Market review
–Metals and minerals prices generally rebounded from recent reverses. Gold regained some of its recent losses, finishing up 7.3%over the month. Palladium and platinum also showed signs of improvement, rising 10.6% and 8.5% respectively, on expectations of improved industrial demand in autocatalysts.
–Iron ore led price performance in the industrial commodity arena to finish 11.5% higher. The rise reflected better global economic sentiment,as well as draw downs in Chinese steel and iron ore stocks.
–US economic recovery, even if more muted than previous recoveries, remains on track with GDP expanding at a better-than-expected annual rate of 1.7% over the June quarter. Residential fixed investment increased by 13.4%, a sign that housing continues to rebound, which is positive for commodity demand. China was also a positive influence. The country’s new leadership responded to fears about China’s economic health by emphasising its intention to defend target GDP growth rates.
–At the same time, firmer steel prices in China encouraged iron ore purchases amid limited availability of spot cargoes. Recent heavy rains in Western Australia’s iron ore rich Pilbara region also contributed to better prices.

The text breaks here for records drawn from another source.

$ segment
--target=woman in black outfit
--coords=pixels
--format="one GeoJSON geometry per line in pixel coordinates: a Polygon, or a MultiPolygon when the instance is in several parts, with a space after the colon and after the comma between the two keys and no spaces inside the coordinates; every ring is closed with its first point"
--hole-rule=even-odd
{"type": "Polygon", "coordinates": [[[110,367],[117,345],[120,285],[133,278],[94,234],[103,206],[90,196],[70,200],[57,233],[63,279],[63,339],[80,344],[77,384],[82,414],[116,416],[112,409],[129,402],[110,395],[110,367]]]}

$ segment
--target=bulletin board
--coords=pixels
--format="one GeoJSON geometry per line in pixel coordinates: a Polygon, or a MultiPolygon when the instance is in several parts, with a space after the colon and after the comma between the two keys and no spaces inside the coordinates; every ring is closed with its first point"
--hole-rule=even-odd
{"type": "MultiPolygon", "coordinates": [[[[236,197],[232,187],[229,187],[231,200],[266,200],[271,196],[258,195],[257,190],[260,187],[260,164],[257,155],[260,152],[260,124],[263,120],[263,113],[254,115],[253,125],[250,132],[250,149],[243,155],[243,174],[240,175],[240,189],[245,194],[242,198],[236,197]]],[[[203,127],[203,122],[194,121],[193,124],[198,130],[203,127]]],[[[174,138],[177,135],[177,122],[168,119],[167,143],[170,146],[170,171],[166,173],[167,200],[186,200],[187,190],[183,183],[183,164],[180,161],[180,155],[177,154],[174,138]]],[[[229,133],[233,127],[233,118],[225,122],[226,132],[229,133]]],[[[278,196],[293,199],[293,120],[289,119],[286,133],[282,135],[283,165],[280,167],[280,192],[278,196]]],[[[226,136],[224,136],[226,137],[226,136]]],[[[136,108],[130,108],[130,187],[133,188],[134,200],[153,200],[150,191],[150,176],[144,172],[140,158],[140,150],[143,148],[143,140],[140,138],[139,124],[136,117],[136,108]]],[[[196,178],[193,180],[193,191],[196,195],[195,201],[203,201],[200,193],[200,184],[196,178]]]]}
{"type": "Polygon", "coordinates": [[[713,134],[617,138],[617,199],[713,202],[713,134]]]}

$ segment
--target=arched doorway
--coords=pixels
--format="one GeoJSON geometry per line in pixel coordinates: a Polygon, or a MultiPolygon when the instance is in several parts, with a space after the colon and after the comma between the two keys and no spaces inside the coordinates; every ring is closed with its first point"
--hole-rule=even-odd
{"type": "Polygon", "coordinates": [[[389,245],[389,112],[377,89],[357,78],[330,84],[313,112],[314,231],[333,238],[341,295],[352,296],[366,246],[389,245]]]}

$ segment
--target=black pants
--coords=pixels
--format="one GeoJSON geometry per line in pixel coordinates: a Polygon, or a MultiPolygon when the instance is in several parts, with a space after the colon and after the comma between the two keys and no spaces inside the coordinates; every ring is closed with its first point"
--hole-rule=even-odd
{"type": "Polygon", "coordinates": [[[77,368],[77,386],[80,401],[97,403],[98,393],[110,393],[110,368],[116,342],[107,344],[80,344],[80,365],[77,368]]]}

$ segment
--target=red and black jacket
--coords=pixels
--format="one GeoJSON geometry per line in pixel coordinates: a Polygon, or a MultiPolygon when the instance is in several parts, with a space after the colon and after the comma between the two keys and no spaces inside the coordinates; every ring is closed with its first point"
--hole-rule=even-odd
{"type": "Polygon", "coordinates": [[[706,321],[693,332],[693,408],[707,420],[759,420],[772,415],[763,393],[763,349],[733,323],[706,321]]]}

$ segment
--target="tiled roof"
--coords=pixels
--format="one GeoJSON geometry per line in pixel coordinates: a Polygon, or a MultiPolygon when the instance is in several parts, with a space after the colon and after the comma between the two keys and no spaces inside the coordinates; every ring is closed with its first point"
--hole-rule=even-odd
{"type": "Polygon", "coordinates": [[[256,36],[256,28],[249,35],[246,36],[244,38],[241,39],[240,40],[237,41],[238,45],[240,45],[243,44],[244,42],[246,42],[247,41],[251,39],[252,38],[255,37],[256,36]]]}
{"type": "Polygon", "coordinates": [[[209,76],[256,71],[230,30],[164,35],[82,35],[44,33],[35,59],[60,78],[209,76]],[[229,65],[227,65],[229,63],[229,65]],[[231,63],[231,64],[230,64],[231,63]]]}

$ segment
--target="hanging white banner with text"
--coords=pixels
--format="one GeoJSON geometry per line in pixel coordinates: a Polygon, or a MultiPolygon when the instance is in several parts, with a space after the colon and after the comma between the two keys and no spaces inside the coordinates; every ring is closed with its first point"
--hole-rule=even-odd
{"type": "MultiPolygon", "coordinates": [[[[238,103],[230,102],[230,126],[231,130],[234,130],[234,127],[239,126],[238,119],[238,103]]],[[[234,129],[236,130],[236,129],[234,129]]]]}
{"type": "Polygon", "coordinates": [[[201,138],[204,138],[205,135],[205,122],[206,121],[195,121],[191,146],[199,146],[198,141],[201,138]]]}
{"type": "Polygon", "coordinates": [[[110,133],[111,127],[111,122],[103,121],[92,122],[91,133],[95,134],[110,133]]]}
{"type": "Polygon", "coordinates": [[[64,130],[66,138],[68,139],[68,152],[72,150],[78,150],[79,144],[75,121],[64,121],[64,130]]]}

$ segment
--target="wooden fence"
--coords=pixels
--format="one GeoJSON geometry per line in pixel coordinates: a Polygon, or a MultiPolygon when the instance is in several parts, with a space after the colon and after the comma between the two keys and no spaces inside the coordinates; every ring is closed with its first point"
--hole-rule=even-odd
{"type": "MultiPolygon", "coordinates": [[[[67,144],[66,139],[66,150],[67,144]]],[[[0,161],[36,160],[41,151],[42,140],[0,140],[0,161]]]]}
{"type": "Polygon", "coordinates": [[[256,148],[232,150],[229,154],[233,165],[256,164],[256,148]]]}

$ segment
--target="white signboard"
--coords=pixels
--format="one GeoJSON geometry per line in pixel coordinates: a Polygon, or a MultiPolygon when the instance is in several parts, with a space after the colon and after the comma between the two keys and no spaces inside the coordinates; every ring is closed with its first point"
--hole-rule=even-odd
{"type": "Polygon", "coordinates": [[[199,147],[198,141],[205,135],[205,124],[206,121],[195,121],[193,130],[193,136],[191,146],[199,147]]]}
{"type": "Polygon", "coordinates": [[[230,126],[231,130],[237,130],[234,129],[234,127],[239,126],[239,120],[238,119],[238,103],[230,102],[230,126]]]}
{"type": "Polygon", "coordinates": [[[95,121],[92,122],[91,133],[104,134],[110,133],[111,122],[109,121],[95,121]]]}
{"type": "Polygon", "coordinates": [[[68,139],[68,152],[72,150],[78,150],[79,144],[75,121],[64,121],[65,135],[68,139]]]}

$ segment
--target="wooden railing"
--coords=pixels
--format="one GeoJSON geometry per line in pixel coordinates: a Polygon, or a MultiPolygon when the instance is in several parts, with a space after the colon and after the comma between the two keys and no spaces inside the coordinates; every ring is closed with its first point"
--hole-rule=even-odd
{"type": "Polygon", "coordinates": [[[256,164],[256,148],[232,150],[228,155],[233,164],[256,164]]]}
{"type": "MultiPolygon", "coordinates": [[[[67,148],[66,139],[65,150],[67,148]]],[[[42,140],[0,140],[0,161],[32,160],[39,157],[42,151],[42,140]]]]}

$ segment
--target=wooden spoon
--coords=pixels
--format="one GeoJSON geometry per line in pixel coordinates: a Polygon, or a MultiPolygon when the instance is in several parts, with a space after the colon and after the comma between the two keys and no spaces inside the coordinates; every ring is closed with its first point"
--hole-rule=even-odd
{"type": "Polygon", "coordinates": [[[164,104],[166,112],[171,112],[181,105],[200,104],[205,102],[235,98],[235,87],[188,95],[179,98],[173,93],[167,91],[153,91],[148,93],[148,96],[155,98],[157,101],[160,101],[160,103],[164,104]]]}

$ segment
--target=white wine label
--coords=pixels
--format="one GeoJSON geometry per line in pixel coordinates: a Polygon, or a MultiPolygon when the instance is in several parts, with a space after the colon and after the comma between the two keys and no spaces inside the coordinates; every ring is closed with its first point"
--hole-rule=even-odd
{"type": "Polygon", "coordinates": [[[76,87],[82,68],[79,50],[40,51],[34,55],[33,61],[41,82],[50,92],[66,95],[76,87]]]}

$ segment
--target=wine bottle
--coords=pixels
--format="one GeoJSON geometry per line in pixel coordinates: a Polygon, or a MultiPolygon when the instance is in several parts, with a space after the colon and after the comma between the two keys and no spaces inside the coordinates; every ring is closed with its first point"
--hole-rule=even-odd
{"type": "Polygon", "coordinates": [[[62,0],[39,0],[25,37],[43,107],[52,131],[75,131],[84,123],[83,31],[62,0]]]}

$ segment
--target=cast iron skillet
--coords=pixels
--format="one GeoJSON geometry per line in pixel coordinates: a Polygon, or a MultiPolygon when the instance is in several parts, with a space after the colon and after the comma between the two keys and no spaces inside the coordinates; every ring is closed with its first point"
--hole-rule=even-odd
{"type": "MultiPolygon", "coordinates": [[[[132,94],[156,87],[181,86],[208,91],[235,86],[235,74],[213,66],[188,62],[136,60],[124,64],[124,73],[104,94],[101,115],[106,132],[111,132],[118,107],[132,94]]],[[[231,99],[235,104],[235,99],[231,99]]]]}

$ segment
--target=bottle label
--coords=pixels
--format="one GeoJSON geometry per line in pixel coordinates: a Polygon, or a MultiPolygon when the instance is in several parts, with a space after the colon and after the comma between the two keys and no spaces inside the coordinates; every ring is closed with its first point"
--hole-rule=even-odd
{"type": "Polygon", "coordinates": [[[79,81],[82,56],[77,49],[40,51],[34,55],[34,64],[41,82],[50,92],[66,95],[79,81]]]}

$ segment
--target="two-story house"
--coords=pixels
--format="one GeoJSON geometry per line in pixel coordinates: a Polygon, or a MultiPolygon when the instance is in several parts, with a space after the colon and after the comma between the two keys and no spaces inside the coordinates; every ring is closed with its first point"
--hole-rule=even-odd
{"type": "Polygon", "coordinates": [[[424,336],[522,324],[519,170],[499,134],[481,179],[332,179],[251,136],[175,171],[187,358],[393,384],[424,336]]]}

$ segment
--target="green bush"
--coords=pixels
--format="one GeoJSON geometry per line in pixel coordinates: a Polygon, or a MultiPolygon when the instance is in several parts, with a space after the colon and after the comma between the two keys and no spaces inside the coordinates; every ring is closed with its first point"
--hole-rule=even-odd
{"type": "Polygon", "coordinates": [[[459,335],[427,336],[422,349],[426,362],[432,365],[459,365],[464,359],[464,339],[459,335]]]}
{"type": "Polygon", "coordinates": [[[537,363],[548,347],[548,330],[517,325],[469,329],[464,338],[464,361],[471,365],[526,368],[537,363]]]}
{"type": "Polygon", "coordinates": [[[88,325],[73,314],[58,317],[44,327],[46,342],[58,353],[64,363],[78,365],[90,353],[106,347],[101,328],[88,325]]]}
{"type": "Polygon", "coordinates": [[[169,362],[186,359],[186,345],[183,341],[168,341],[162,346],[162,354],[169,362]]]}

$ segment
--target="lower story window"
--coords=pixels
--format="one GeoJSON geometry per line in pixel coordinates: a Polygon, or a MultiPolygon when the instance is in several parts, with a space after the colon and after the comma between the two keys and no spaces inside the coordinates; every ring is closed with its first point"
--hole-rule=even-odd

–Base metal prices climbed too: copper (+1.9%), aluminium (+1.7%), nickel (+1.2%) and lead (+0.9%). Zinc was something of an outlier as the price fell (-0.5%).
–Oil (+6.4%) rose on the back of Middle East unrest coupled with an improving global economic outlook. Although Egypt is not a big oil producer or exporter, the Suez Canal and the Sumed pipeline are both important transit routes for global crude flows from the Middle East.
Fund activity
–We sold positions in junior mining companies Blackthorn Resources, Gryphon Minerals,
PMI Gold and Resource Generation. Their balance sheets are likely to become increasingly pressured and all four companies might need to secure new funding, which we believe could be problematic in the current environment. Financiers have become cautious about smaller mining stocks with African exposure.
– Blackthorn is active in zinc development in Burkina Faso and copper in Zambia, while counterparts Gryphon Minerals and PMI Gold have gold projects in Burkina Faso and Ghana, respectively. Resource Generation is involved in thermal coal in South Africa.
– By contrast, we increased our position in the world’s largest silver producer Mexican-based Fresnillo, China’s largest coal company China Shenhua, and US palladium and platinum producer Stillwater Mining.
–Fresnillo is a large, low cost silver producer with a strong growth profile underpinned by balance sheet strength.
– China Shenhua offers a compelling value opportunity in our judgment. Its share price has corrected significantly and current market pessimism virtually discounts the prospect of any improvement in thermal coal pricing, offering an excellent opportunity to add to our position in this high quality, low cost industry champion.
–Our research suggests that Stillwater Mining is well-placed to benefit from the global trend towards tighter vehicles emission legislation. Palladium is used in vehicle autocatalysts to convert three harmful compounds — carbon monoxide, hydrocarbons and nitrogen oxides —into harmless ones. The world’s major palladium resources are located in Russia and South Africa, countries associated with a degree of investment and governance uncertainty. Stillwater, by comparison, offers industrial customers greater supply security with its US produced palladium.
Market outlook and fund positioning
–Large swings between overblown optimism and excessive pessimism are features of the global resources industry. In good times, capacity gets ramped up, companies go on buying sprees and low quality/high cost assets get developed. Widespread excitement can sweep investors into thinking that good times can be virtually indefinite.
–On the other hand, when the industry is running at a somewhat slower pace, companies cut capacity, reduce capital expenditure and cut exploration budgets. Investors follow suit by becoming downbeat. Ironically, such periods contain the seeds for better future profitability. Capacity cuts and reduced investment creates shortages and thus even relatively small upswings in demand can result in significant price movements.
–We are acutely aware that both highs and lows do not last. Rather than being directed by market emotion, we follow a consistent investment philosophy. Evidence-based, unemotional assessment of companies and industries grounds our research process. Our investment principles drive us to look for quality companies that are positioned to perform well through the cycle. We define quality companies as those with world-class ore bodies, larger-than-average margins, strong balance sheets and management with proven operational expertise. Companies with these attributes dominate the fund and we remain confident in their ability to deliver good profitability through full investment cycles.